Do more, be more?

I have stopped folding my kids’ clean clothes before I put them away in their chest of drawers. There. I admit it. I just put them into piles — shirts, socks/underwear, pants, pajamas — shove them in the drawer and move on with my life.

I did fold Jack’s clothes when he was really little and when I was still a naïve, inexperienced mother. But after the millionth time of opening the drawer to a mess of onesies, I realized that Ben was not going to respect the order that I spent time creating with each load of laundry and that he didn’t care about my Suzy Homemaker flex, tucking those little pants and snap-bottom bodysuits into small squares and rectangles.

This picture was taken 15 days ago. I am still finding shreds of tissue paper in the house and those window clings behind Ellie are still right there.
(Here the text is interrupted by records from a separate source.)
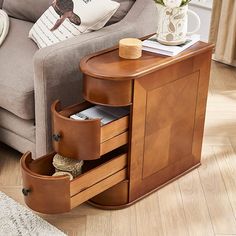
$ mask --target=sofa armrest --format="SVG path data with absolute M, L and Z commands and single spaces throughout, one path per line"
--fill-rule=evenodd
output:
M 115 45 L 122 37 L 134 35 L 131 26 L 116 31 L 105 28 L 101 31 L 81 35 L 41 49 L 35 54 L 36 155 L 41 156 L 51 151 L 50 105 L 52 102 L 59 99 L 65 106 L 82 100 L 82 74 L 79 72 L 81 58 Z
M 67 83 L 69 78 L 65 79 L 65 75 L 72 71 L 78 74 L 78 65 L 84 56 L 113 47 L 121 38 L 135 35 L 133 24 L 113 25 L 42 48 L 34 56 L 35 83 L 44 82 L 50 87 Z M 38 80 L 40 77 L 45 81 Z
M 154 32 L 155 23 L 153 26 L 148 21 L 150 25 L 147 27 L 141 14 L 145 11 L 146 18 L 150 17 L 153 9 L 147 8 L 150 6 L 147 4 L 149 1 L 137 0 L 131 13 L 117 24 L 40 49 L 35 54 L 36 155 L 51 150 L 52 102 L 59 99 L 65 106 L 82 100 L 82 74 L 79 71 L 81 58 L 112 47 L 121 38 L 142 37 Z

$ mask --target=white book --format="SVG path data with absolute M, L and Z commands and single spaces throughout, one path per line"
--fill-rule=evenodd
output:
M 194 34 L 187 38 L 187 41 L 184 44 L 178 46 L 167 46 L 159 43 L 156 39 L 156 35 L 150 37 L 143 41 L 143 50 L 149 51 L 157 54 L 162 54 L 165 56 L 176 56 L 179 53 L 183 52 L 187 48 L 191 47 L 193 44 L 200 40 L 199 34 Z

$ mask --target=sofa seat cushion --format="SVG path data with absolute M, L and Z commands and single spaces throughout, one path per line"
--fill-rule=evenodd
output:
M 34 120 L 24 120 L 11 112 L 0 108 L 0 128 L 8 130 L 20 137 L 35 143 Z
M 0 107 L 23 119 L 34 119 L 33 56 L 28 38 L 32 23 L 10 18 L 10 31 L 0 47 Z

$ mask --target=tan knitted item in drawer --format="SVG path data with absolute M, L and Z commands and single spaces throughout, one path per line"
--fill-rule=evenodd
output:
M 55 174 L 52 176 L 62 176 L 62 175 L 68 175 L 70 177 L 70 180 L 73 180 L 73 176 L 69 172 L 63 172 L 63 171 L 57 171 Z
M 53 166 L 56 171 L 69 172 L 73 177 L 77 177 L 82 173 L 83 164 L 84 161 L 63 157 L 59 154 L 53 157 Z

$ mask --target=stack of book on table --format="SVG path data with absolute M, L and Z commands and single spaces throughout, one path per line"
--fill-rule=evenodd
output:
M 128 114 L 129 107 L 93 106 L 70 116 L 70 118 L 74 120 L 101 119 L 101 125 L 106 125 Z
M 154 35 L 150 37 L 149 39 L 143 41 L 143 50 L 157 53 L 157 54 L 162 54 L 165 56 L 176 56 L 177 54 L 191 47 L 193 44 L 195 44 L 199 40 L 200 40 L 200 35 L 195 34 L 195 35 L 189 36 L 187 41 L 184 44 L 181 44 L 178 46 L 167 46 L 167 45 L 160 44 L 156 39 L 156 35 Z

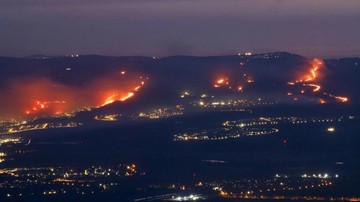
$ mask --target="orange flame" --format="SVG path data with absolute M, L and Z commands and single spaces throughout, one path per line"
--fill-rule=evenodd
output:
M 118 93 L 115 93 L 115 94 L 112 94 L 110 97 L 106 98 L 105 102 L 101 106 L 105 106 L 105 105 L 114 103 L 116 101 L 124 102 L 127 99 L 131 98 L 132 96 L 134 96 L 133 92 L 129 92 L 126 95 L 119 95 Z
M 25 111 L 25 114 L 35 114 L 39 112 L 46 112 L 51 110 L 50 108 L 61 108 L 60 105 L 66 104 L 66 101 L 36 101 L 30 109 Z M 53 109 L 54 110 L 54 109 Z M 56 113 L 56 112 L 54 112 Z
M 321 66 L 319 66 L 321 65 Z M 319 68 L 323 66 L 323 62 L 320 59 L 314 59 L 312 62 L 312 66 L 308 73 L 302 76 L 296 83 L 302 83 L 304 81 L 315 81 L 319 76 Z M 292 82 L 289 82 L 292 83 Z
M 217 80 L 217 83 L 218 83 L 218 84 L 223 84 L 224 81 L 225 81 L 224 79 L 219 79 L 219 80 Z
M 304 86 L 310 86 L 310 87 L 314 87 L 314 90 L 313 92 L 317 92 L 321 89 L 321 86 L 320 85 L 317 85 L 317 84 L 304 84 Z
M 0 94 L 0 120 L 49 117 L 83 108 L 126 101 L 145 85 L 147 77 L 122 71 L 89 80 L 83 87 L 56 83 L 44 77 L 22 77 L 6 81 L 11 91 Z M 25 116 L 24 116 L 25 115 Z
M 317 83 L 313 83 L 313 82 L 316 82 L 316 80 L 318 80 L 319 69 L 323 66 L 324 66 L 324 62 L 320 59 L 315 58 L 312 61 L 312 66 L 311 66 L 309 72 L 306 73 L 305 75 L 301 76 L 301 78 L 295 82 L 288 82 L 288 85 L 294 86 L 298 83 L 301 83 L 303 86 L 312 87 L 313 92 L 319 92 L 321 90 L 321 85 L 317 84 Z M 301 93 L 305 93 L 305 91 L 302 90 Z M 336 96 L 336 95 L 328 94 L 326 92 L 323 92 L 323 94 L 327 95 L 328 97 L 335 98 L 336 100 L 338 100 L 340 102 L 348 102 L 349 101 L 349 99 L 347 97 Z M 288 95 L 289 95 L 289 93 L 288 93 Z M 320 99 L 320 103 L 324 104 L 324 103 L 326 103 L 326 101 L 324 99 Z
M 220 88 L 220 87 L 223 87 L 223 86 L 228 86 L 230 83 L 229 83 L 229 79 L 228 78 L 220 78 L 220 79 L 217 79 L 214 83 L 214 87 L 215 88 Z
M 347 97 L 340 97 L 340 96 L 335 96 L 336 99 L 338 99 L 340 102 L 347 102 L 349 101 L 349 99 Z

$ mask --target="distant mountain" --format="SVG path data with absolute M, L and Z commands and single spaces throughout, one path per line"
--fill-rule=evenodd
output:
M 12 81 L 26 81 L 29 77 L 47 78 L 53 83 L 74 88 L 89 88 L 87 86 L 93 80 L 106 80 L 109 75 L 126 72 L 119 78 L 123 79 L 122 85 L 131 83 L 129 79 L 135 77 L 146 78 L 143 88 L 125 102 L 132 107 L 181 104 L 184 99 L 180 96 L 184 91 L 195 97 L 208 94 L 300 101 L 346 96 L 349 103 L 359 103 L 360 58 L 327 59 L 322 64 L 324 67 L 317 70 L 316 81 L 314 78 L 312 83 L 304 81 L 289 86 L 289 82 L 312 74 L 313 65 L 313 59 L 287 52 L 164 58 L 98 55 L 0 57 L 0 92 L 6 95 L 11 91 Z M 321 85 L 321 90 L 312 92 L 316 89 L 311 86 L 314 84 Z M 122 86 L 111 88 L 121 89 Z M 115 103 L 107 107 L 121 108 L 123 105 Z

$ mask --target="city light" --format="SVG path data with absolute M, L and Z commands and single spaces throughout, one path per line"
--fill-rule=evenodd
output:
M 335 128 L 334 127 L 329 127 L 329 128 L 327 128 L 327 131 L 328 132 L 335 132 Z

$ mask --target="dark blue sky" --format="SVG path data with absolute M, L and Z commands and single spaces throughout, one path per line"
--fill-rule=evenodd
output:
M 360 55 L 359 0 L 1 0 L 0 55 Z

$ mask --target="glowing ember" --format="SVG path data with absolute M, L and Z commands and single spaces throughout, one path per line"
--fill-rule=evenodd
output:
M 214 83 L 215 88 L 220 88 L 220 87 L 229 86 L 229 85 L 230 85 L 230 82 L 229 82 L 228 78 L 220 78 L 220 79 L 216 80 Z
M 219 79 L 219 80 L 217 80 L 217 83 L 218 83 L 218 84 L 223 84 L 224 81 L 225 81 L 224 79 Z
M 326 101 L 324 100 L 324 99 L 320 99 L 320 104 L 325 104 L 326 103 Z
M 136 87 L 134 88 L 134 91 L 138 91 L 140 88 L 141 88 L 141 86 L 136 86 Z
M 316 84 L 304 84 L 304 86 L 310 86 L 310 87 L 314 87 L 313 92 L 317 92 L 321 89 L 320 85 L 316 85 Z
M 325 95 L 328 95 L 329 97 L 335 98 L 336 100 L 340 101 L 340 102 L 348 102 L 349 98 L 347 97 L 341 97 L 341 96 L 336 96 L 336 95 L 332 95 L 332 94 L 327 94 L 324 93 Z
M 39 112 L 50 112 L 50 113 L 58 113 L 58 108 L 61 108 L 62 104 L 66 104 L 66 101 L 35 101 L 34 104 L 30 107 L 30 109 L 25 110 L 25 114 L 36 114 Z M 51 112 L 52 111 L 52 112 Z
M 338 99 L 338 100 L 340 100 L 341 102 L 347 102 L 347 101 L 349 101 L 349 99 L 346 98 L 346 97 L 335 96 L 335 98 Z
M 236 73 L 230 74 L 234 74 L 233 77 L 236 77 L 236 79 L 227 77 L 226 74 L 221 73 L 221 76 L 217 75 L 212 86 L 214 88 L 226 88 L 230 91 L 241 93 L 250 83 L 254 82 L 254 79 L 246 73 L 241 73 L 240 79 L 238 79 L 239 77 L 236 76 Z

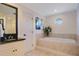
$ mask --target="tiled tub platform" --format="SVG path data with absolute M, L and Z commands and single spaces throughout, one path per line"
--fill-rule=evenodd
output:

As he got older, Jack started pulling his clothes out of the drawer and putting them in a pile on the floor for fun. It must be genetic, because Ellie and Gus have started the same practice.

I finally just gave up. Now all three of the kids’ clothes are in one chest of drawers.

“Do more, be more” is what I have always heard. The more you take on, the more you become. I think there is some truth to this in that the more you do, the more you learn and experience leading you to becoming more.

But there is a difference between doing more and taking on more. Am I  doing more park days with the kids? Or am I taking on more to be a the perfect mom/wife/advocate/writer/etc. and forgetting that perfect is a mirage?

My husband has been on me for a while to do less. He says it will allow me to be more. More present, more focused, more relaxed, more happy.

I admit that I get frustrated when the Great Bedtime Race is on each night and I am on my feet folding the 30th load of laundry for the day while preparing backpacks and he is in the recliner, covered in kids and reading bedtime stories. In the moment, I think, “If he would do more, then I could do less.”

After reflection, I realize that I have most likely set some really high achievement bars during the day that have me tired, annoyed and no better off than if I would have settled for an average performance rather than pretending that I am in the running for Mom of the Year.

I have to ask myself: Who is doing more in those moments before bedtime?